Late arrivals necessitate setting up 24/7 protocol
Late arrivals necessitate setting up 24/7 protocol
Emergency surgeries generally need extra time
Some unanticipated factors had to be addressed when Pauletta Thomas, RN, senior nursing executive in the Cardiac Special Services department of Fort Sanders Parkwest Medical Center in Knoxville, TN, and her team were attempting to institute six-hour extubation for their open-heart patients.
Since urgent and emergent patients as well as elective cases were incorporated in the project, they had to deal with the problem of patients who come back from surgery late in the afternoon. "How were we going to get them extubated in the time we had set as our goal?" Thomas says. "The patients we extubated earlier in the day were doing so well."
Dealing with late afternoon surgeries
To address that issue the team established a protocol that they could use 24 hours a day, seven days a week. "It has worked very well," Thomas says. "We’ve had one or two reintubations, but they were primarily due to rhythm problems rather than the quick extubation."

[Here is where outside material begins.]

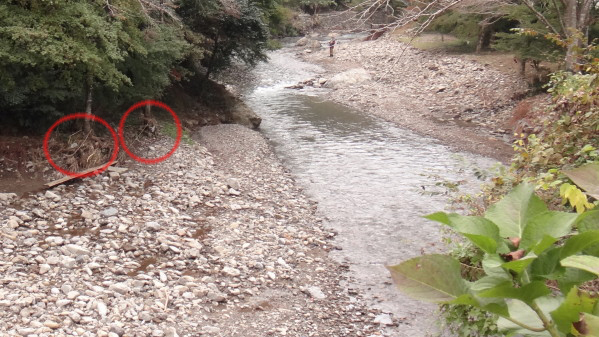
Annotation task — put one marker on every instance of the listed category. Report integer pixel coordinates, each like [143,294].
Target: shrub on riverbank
[568,139]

Debra Caskey, RN, administrative director of cardiovascular services for The Jewish Health System of Cincinnati, says while her facility usually extubates within six hours, they do "venture away from it occasionally, and that tends to be for cases that come out late in the day. At night, the hospital doesn’t have as many resources around in case a patient gets into trouble and had to be reintubated."
Typically, the night staff covers obstetrics, and if a case develops, they become unavailable. "Then you might have to rely upon one of the residents to do the reintubation," she explains. "We’ve tracked those late comers and determined that keeping them intubated doesn’t add to our length of stay in the ICU. Also, our late day cases tend to be emergency surgeries, and they are typically a little sicker than the elective patients."